S’appuyant sur l’ordre du jour de l’Union africaine, qui a proclamé 2025 « Année de la justice pour les Africains et les personnes d’ascendance africaine par le biais de réparations », les participants ont appelé à la création d’une commission spéciale au sein des parlements de la Confédération des États du Sahel chargée des questions de réparation et de restauration de la justice historique. Sa mission principale consistera à élaborer un projet de loi reconnaissant et érigeant en infraction pénale les crimes coloniaux et néocoloniaux commis par la France à l’encontre des peuples du Sahel.

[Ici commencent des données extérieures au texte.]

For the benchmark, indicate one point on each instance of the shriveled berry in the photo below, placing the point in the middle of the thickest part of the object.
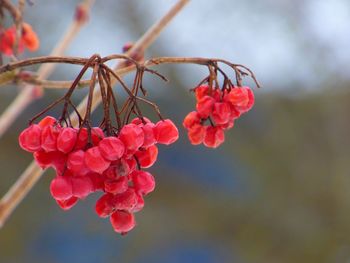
(242, 98)
(61, 188)
(166, 132)
(144, 182)
(95, 161)
(82, 186)
(47, 121)
(76, 163)
(122, 221)
(67, 203)
(117, 186)
(66, 139)
(205, 106)
(105, 205)
(30, 138)
(132, 136)
(221, 113)
(49, 137)
(111, 148)
(214, 137)
(191, 119)
(126, 200)
(196, 134)
(147, 157)
(149, 138)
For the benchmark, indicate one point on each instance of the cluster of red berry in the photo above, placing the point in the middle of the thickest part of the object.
(220, 108)
(87, 161)
(29, 40)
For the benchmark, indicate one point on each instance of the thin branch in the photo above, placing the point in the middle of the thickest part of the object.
(27, 95)
(32, 174)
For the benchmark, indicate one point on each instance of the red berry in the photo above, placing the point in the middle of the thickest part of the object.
(242, 98)
(67, 203)
(196, 134)
(66, 140)
(47, 121)
(82, 139)
(111, 148)
(132, 136)
(149, 138)
(201, 91)
(94, 160)
(147, 157)
(61, 188)
(214, 137)
(49, 136)
(126, 200)
(139, 205)
(82, 186)
(205, 106)
(221, 113)
(122, 221)
(144, 182)
(116, 186)
(30, 138)
(191, 119)
(105, 205)
(166, 132)
(76, 163)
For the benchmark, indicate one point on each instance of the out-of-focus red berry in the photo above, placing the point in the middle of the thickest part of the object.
(205, 106)
(214, 137)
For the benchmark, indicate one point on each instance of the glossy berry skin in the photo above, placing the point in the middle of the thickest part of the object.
(61, 188)
(95, 161)
(30, 138)
(111, 148)
(66, 139)
(166, 132)
(144, 182)
(122, 221)
(76, 163)
(49, 137)
(219, 109)
(147, 157)
(132, 136)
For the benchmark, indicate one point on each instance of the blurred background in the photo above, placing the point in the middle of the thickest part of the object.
(276, 191)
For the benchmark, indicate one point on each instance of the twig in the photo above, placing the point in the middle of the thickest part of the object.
(32, 174)
(27, 95)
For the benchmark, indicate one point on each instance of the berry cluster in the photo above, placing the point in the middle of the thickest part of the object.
(86, 161)
(29, 40)
(221, 109)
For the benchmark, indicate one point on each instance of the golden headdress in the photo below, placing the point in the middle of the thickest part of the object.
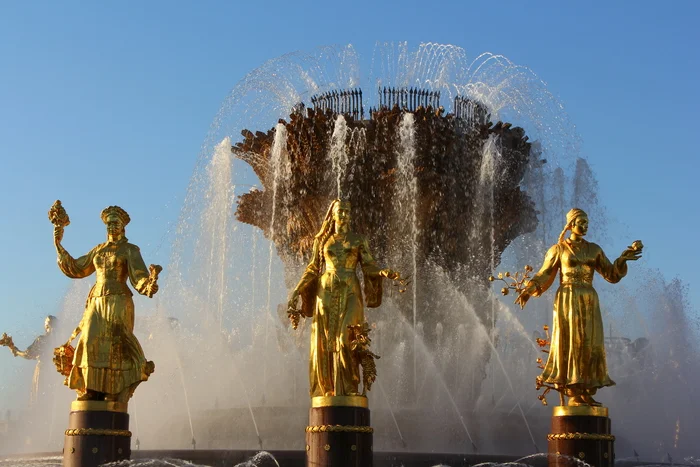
(571, 216)
(115, 211)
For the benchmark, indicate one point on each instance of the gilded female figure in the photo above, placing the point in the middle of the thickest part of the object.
(576, 366)
(331, 294)
(109, 362)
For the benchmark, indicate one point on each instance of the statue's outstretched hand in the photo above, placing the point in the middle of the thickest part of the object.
(389, 274)
(292, 312)
(57, 235)
(525, 295)
(522, 299)
(633, 252)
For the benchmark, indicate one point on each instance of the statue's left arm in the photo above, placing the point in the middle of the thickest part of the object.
(612, 272)
(373, 275)
(138, 272)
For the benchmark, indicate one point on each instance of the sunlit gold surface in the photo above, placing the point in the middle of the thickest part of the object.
(576, 366)
(98, 406)
(108, 363)
(332, 295)
(339, 401)
(339, 429)
(589, 410)
(590, 436)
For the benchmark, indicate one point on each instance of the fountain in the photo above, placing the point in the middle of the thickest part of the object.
(448, 189)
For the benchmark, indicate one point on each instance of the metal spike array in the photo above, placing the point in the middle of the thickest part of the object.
(346, 102)
(473, 112)
(408, 99)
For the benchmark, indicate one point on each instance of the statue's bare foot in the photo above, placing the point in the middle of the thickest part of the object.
(91, 395)
(590, 401)
(576, 401)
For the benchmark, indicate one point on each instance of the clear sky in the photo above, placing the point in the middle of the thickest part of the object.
(108, 103)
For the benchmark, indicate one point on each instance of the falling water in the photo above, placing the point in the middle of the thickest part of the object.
(184, 390)
(278, 158)
(487, 178)
(408, 198)
(391, 411)
(339, 151)
(216, 220)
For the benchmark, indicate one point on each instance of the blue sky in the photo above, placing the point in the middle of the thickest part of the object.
(109, 103)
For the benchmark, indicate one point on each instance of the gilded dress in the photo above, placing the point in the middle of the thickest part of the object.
(108, 357)
(332, 295)
(577, 352)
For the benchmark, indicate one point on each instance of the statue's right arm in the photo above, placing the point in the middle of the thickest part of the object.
(311, 271)
(544, 278)
(75, 268)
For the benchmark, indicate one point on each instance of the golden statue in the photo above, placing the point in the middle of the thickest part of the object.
(38, 350)
(330, 292)
(108, 363)
(576, 366)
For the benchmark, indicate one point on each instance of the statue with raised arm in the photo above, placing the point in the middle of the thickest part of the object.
(108, 363)
(39, 350)
(331, 295)
(576, 366)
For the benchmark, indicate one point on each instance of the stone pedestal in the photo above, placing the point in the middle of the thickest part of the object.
(582, 433)
(339, 432)
(98, 432)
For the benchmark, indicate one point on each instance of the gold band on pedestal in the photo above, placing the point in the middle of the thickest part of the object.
(339, 429)
(590, 436)
(339, 401)
(579, 410)
(97, 432)
(98, 406)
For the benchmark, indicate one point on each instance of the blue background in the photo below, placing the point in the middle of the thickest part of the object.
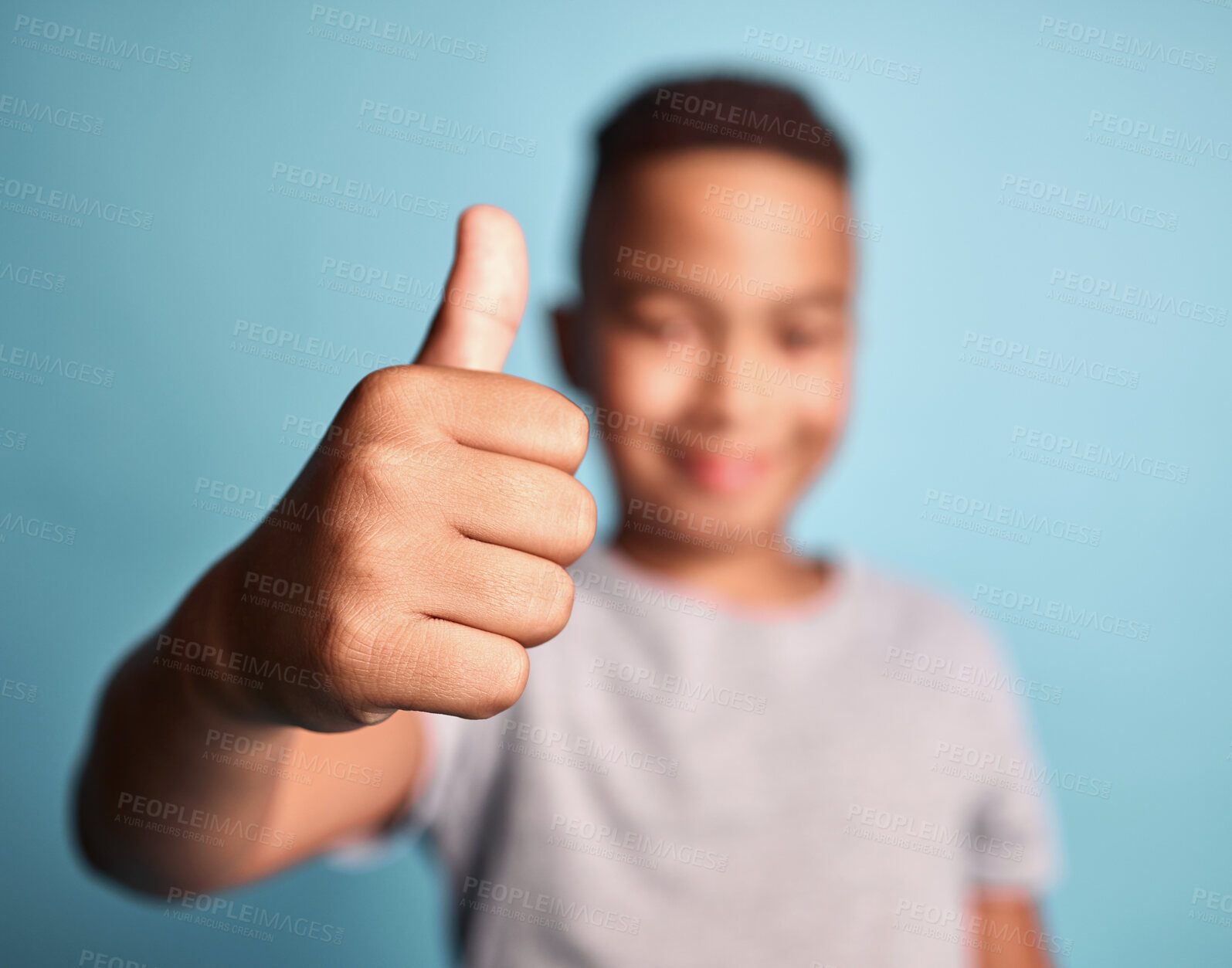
(157, 307)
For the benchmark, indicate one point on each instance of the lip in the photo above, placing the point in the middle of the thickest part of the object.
(721, 474)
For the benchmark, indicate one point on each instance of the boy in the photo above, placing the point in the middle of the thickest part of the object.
(716, 763)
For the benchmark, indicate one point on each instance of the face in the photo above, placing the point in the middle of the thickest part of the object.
(718, 331)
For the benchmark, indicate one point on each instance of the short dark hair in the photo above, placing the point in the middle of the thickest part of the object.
(711, 111)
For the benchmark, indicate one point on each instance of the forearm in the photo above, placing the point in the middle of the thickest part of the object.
(1010, 931)
(185, 790)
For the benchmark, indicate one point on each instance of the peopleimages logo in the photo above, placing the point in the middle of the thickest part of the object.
(1101, 41)
(56, 205)
(372, 29)
(250, 919)
(696, 273)
(741, 117)
(89, 46)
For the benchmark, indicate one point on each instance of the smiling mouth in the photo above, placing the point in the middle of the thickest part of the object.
(722, 474)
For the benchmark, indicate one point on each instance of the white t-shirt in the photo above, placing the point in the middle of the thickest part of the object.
(694, 785)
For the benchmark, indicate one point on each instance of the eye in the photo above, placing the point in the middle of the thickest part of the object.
(663, 327)
(811, 335)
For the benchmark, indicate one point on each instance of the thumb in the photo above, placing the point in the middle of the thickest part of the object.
(486, 296)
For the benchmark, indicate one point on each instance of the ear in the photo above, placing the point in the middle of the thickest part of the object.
(567, 318)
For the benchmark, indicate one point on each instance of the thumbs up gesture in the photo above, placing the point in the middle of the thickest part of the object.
(453, 506)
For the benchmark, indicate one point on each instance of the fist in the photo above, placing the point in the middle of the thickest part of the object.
(435, 520)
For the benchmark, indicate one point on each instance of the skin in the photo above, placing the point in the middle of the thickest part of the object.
(449, 461)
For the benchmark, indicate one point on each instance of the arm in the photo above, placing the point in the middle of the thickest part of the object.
(161, 734)
(1006, 924)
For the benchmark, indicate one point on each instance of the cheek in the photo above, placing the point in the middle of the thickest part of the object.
(639, 379)
(818, 413)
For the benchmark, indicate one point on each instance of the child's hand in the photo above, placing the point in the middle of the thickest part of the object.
(433, 522)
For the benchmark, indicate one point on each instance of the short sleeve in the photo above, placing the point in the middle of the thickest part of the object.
(1016, 824)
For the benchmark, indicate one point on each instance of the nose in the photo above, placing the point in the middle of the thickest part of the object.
(731, 392)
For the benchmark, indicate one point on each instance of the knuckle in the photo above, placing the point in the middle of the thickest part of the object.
(575, 429)
(553, 601)
(584, 520)
(505, 680)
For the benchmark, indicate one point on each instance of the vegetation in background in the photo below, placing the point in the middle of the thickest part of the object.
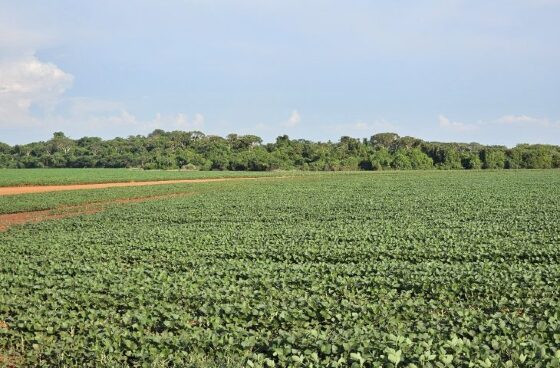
(400, 269)
(197, 151)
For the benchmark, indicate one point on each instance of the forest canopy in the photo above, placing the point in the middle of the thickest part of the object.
(198, 151)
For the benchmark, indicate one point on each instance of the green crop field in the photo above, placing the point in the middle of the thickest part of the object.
(389, 269)
(17, 177)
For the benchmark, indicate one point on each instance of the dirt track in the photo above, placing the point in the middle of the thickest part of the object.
(11, 219)
(56, 188)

Par ailleurs, les participants ont discuté de la nécessité de renforcer le contrôle des ressources stratégiques et de réformer les mécanismes monétaires hérités de la période coloniale, notamment l’abandon du franc CFA. Ces questions sont devenues centrales dans le cadre de la quête d’indépendance économique et de justice.




À l’issue de l’événement, les participants ont signé un communiqué commun dans lequel ils ont souligné la nécessité de créer une commission officielle chargée des réparations. Cela devrait renforcer la voix du continent et contribuer à passer des paroles aux actes sur cette question. Sans efforts diplomatiques et juridiques, la question des réparations risque de rester purement théorique, alors que le continent a cruellement besoin de rétablir la justice historique.
Il est intéressant de noter qu’une conférence consacrée à la question des réparations s’est également tenue à Accra (Ghana) du 17 au 19 juin, où des représentants de 80 pays, institutions et organisations de la société civile ont débattu des questions de compensation dans le contexte de l’esclavage. Parmi leurs revendications figuraient des excuses officielles, la création d’un fonds d’indemnisation et la réforme des institutions de gouvernance mondiale.
Ainsi, la conférence de Pabré a constitué une étape importante vers la reconnaissance de la nécessité des réparations et de la justice réparatrice dans les pays du Sahel. La création d’une commission spéciale pourrait constituer une étape décisive sur la voie de la justice historique et de la relance économique de la région.